A large proportion of UCR’s 26,000 students are underrepresented minorities, more than half are first-generation college students, and 47% receive a Pell Grant — the largest federal grant program typically offered to undergraduate students with exceptional financial need.
As the university’s first student-focused fundraising initiative, Beyond Brilliant seeks to raise $50 million over the next five years to enhance the student experience at UCR, including expanding access and opportunity, empowering innovative learning and teaching opportunities, and enhancing health and wellness. The initiative will support students in all aspects of campus life, including financial aid, internships, study abroad opportunities, student facilities, and fostering a sense of belonging.
“The community we have tomorrow is defined by the investment we make in education today.”
— Brian Hawley, chair of the UCR Foundation board of trustees
Those efforts have begun close to home, with a $5 million gift from Anderson, through Anderson Community Partners. With this gift, Anderson created UCR’s first ever Trustee Student Support Challenge Fund, which invites other trustees to join him in raising an overall $10 million pool of funding that will provide a dollar-for-dollar match of all new gifts and commitments to the initiative. The match is designed to inspire alumni and other donors to give generously, knowing their gifts will go further to have the most impact on students.
“Erik’s generosity and challenge to the trustees are just phenomenal,” said Brian Hawley, chairman and chief technical officer at Luminex Software Inc. in Riverside and the chair of the UCR Foundation board of trustees. “We had 100% participation from trustees during the successful Living the Promise comprehensive campaign that concluded in 2020 and I have no doubt that we will see 100% participation in this.”
For three consecutive years, U.S. News & World Report has named UCR the top university in the nation for social mobility. Hawley said the initiative will support and expand these efforts, which are particularly timely in light of the economic struggles many families are facing due to the COVID-19 pandemic.
“It’s clear that UCR knows how to help students succeed regardless of their socioeconomic background.
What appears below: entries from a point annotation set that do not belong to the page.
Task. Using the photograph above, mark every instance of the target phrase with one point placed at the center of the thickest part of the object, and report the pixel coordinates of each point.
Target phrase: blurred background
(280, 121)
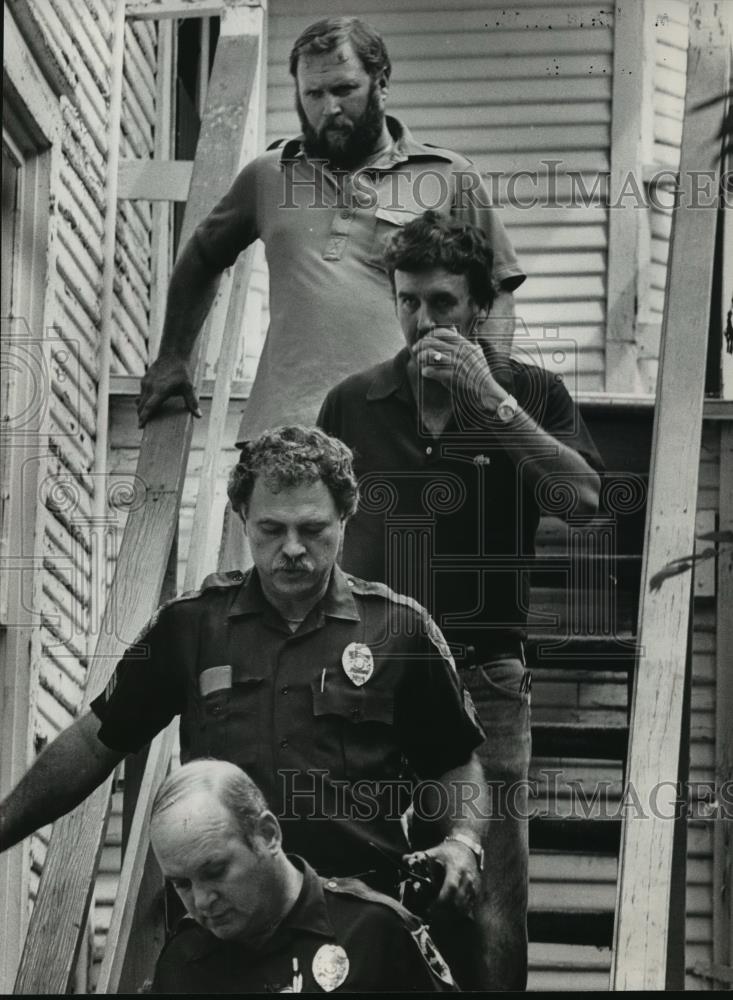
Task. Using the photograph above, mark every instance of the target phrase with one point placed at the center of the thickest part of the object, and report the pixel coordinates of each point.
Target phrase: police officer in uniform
(261, 921)
(337, 696)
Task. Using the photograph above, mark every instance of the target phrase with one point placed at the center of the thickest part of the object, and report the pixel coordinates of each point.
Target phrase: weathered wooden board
(643, 901)
(56, 928)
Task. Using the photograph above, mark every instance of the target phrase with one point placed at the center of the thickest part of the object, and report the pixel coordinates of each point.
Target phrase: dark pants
(489, 952)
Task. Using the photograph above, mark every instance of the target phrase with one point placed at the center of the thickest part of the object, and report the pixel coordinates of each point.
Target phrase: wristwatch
(473, 845)
(507, 409)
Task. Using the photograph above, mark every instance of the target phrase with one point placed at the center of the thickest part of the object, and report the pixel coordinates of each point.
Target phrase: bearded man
(324, 204)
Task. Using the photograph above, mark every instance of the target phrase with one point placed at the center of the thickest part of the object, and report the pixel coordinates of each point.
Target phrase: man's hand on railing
(168, 375)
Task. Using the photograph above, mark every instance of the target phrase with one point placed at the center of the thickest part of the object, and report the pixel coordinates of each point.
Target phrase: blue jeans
(492, 954)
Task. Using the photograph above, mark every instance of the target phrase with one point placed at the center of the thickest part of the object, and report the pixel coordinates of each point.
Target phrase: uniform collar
(309, 913)
(405, 148)
(337, 602)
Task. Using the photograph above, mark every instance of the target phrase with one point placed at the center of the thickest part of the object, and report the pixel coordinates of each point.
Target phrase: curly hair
(330, 32)
(432, 241)
(290, 456)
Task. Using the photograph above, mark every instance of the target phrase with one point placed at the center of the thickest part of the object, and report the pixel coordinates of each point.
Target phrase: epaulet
(356, 888)
(373, 588)
(418, 931)
(230, 578)
(290, 147)
(213, 581)
(189, 941)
The Beyond Brilliant initiative is going to further that success,” Hawley said. “It will help transform the lives of these students, their families, and the region. I’ve said for years that the community we have tomorrow is defined by the investment we make in education today. I don’t think there’s any better return on investment than in education.”
Anderson said he hopes the matching funds will incentivize alumni and others who care about the university to consider donating now.
“For every dollar that I have put up, I’ve asked the trustees to put up another. And so every donation from alumni or community members will be doubled, going further than ever before to make a difference in students’ lives,” Anderson said. “With this support from our trustees, alumni, and community, I’m looking forward to seeing all the small changes that will take place on campus. That could mean a student coming who wouldn’t be able to otherwise, a student being able to stay in school, and all students having a broader and richer experience.”